A microgrid is a standalone power grid requiring generation capabilities (often generators, batteries, or renewable resources) plus control methods to maintain power flow. Electronics, appliances, and heating or cooling are all responsible for consuming that power. In this project, Laura Brown and other Michigan Tech researchers are investigating a control system for such microgrids that are autonomous—able to work in isolation—and agile, flexible to rapid changes in the configuration of the electric grid to incoming sources and consumers of power.
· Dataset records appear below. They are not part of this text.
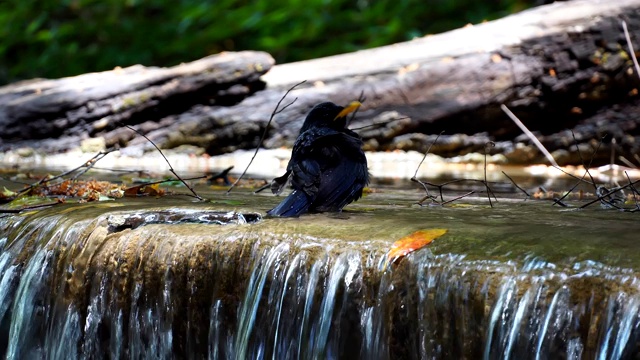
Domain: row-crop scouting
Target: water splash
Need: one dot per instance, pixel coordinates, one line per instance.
(83, 289)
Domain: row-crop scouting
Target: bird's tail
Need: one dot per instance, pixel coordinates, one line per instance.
(295, 204)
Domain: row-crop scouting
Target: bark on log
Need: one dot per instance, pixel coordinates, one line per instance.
(61, 112)
(560, 66)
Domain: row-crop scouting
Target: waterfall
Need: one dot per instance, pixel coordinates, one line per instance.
(74, 285)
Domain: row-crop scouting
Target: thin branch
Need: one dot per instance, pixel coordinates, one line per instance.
(587, 167)
(609, 193)
(276, 110)
(490, 143)
(380, 123)
(168, 163)
(415, 175)
(459, 197)
(516, 185)
(631, 51)
(533, 138)
(88, 163)
(634, 191)
(626, 162)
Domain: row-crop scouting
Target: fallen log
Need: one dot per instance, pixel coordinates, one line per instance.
(59, 113)
(557, 67)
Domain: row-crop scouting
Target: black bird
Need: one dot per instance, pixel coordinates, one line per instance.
(328, 169)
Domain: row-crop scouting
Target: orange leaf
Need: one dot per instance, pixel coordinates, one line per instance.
(413, 242)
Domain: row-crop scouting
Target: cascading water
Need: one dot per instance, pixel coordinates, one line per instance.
(74, 284)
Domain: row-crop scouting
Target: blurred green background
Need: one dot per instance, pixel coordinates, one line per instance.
(55, 38)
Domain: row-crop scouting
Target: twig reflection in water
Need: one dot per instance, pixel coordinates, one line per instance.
(72, 289)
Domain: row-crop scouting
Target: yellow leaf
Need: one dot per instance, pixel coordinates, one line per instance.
(413, 242)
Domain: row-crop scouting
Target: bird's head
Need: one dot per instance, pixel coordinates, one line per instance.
(330, 115)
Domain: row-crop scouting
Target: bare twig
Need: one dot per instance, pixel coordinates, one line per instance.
(168, 163)
(277, 110)
(533, 138)
(587, 167)
(609, 193)
(626, 162)
(489, 192)
(415, 175)
(634, 191)
(89, 163)
(380, 123)
(458, 198)
(631, 51)
(361, 100)
(516, 185)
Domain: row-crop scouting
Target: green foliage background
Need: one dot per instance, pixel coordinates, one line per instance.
(55, 38)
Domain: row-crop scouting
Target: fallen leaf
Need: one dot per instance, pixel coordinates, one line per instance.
(413, 242)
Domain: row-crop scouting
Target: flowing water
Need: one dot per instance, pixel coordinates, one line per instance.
(171, 278)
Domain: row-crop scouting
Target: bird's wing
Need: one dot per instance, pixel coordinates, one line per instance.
(343, 180)
(329, 166)
(278, 183)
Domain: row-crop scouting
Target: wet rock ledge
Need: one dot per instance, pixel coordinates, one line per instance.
(90, 280)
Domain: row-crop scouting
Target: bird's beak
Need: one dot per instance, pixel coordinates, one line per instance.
(348, 109)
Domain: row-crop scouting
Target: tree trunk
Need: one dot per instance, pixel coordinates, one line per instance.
(59, 113)
(557, 67)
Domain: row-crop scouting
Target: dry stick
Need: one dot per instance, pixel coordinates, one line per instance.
(634, 191)
(516, 185)
(537, 142)
(415, 175)
(533, 138)
(275, 111)
(361, 100)
(586, 167)
(593, 154)
(489, 192)
(441, 186)
(631, 51)
(89, 162)
(380, 123)
(168, 163)
(168, 180)
(609, 193)
(88, 166)
(626, 162)
(459, 197)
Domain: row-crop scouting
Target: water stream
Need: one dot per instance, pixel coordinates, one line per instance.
(518, 281)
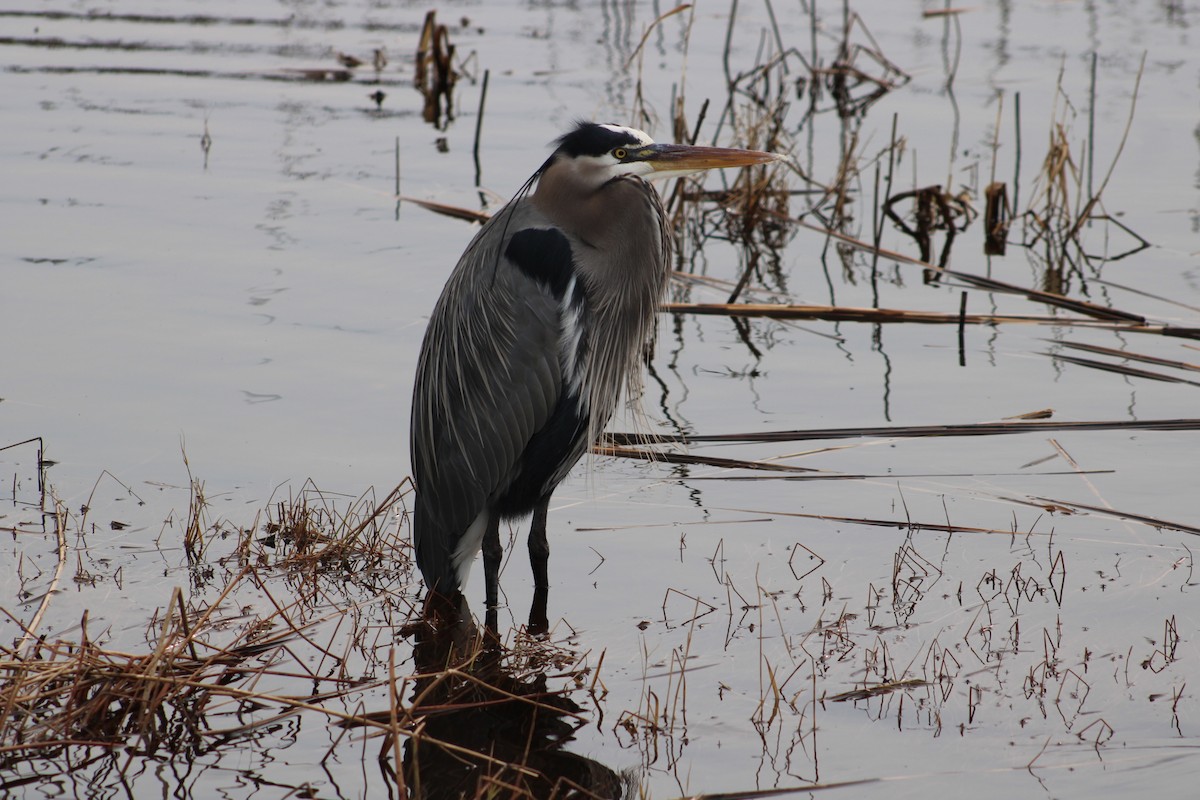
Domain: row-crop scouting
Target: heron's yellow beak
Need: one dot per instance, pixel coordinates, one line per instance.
(675, 160)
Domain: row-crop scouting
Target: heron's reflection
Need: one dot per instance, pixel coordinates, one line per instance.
(481, 723)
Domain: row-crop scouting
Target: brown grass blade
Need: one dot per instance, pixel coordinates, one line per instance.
(911, 431)
(1127, 354)
(1153, 522)
(689, 458)
(1120, 368)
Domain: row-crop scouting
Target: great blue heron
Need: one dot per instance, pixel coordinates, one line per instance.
(533, 338)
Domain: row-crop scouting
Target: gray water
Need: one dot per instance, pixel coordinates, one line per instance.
(258, 305)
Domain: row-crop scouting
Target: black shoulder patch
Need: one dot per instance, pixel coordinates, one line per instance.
(544, 254)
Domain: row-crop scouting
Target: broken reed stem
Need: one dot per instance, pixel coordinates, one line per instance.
(1125, 137)
(60, 530)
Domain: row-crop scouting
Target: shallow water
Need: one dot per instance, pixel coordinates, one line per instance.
(258, 306)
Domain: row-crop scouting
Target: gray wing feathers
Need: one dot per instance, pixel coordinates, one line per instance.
(487, 379)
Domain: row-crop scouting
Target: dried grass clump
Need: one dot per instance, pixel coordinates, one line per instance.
(61, 695)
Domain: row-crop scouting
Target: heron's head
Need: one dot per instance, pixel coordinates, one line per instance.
(599, 152)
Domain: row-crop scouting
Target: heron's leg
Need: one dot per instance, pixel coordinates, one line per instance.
(538, 621)
(492, 554)
(539, 548)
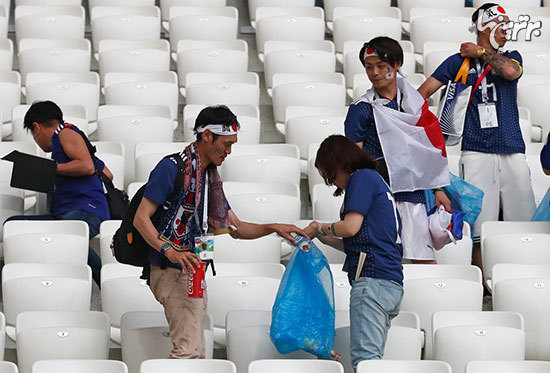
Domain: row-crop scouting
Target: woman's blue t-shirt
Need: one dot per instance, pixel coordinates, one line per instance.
(379, 236)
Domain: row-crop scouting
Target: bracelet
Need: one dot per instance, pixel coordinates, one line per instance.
(320, 229)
The world of microgrids is layered, each layer with a different purpose and speed. For stable power, the controls for the microgrid are considered hierarchically: low-level control responds to fastest events, and maintains regulation of stable voltages and currents in the system; the upper layer of control is responsible for power distribution, optimization, and long-term planning and prediction of resource availability and use. Brown’s work focuses on this high-level analysis in resource prediction at several timescales—in the next few minutes, next hours, next days. What if a generator is out of service for maintenance—what can be done? Brown uses artificial intelligence, machine learning, and experts in other domains to turn off non-critical resources or add new power sources.
The United States Department of Defense and the Army Research Lab seek the expertise of interdisciplinary Michigan Tech researchers to solve, prevent, and adapt to these potential real-world scenarios.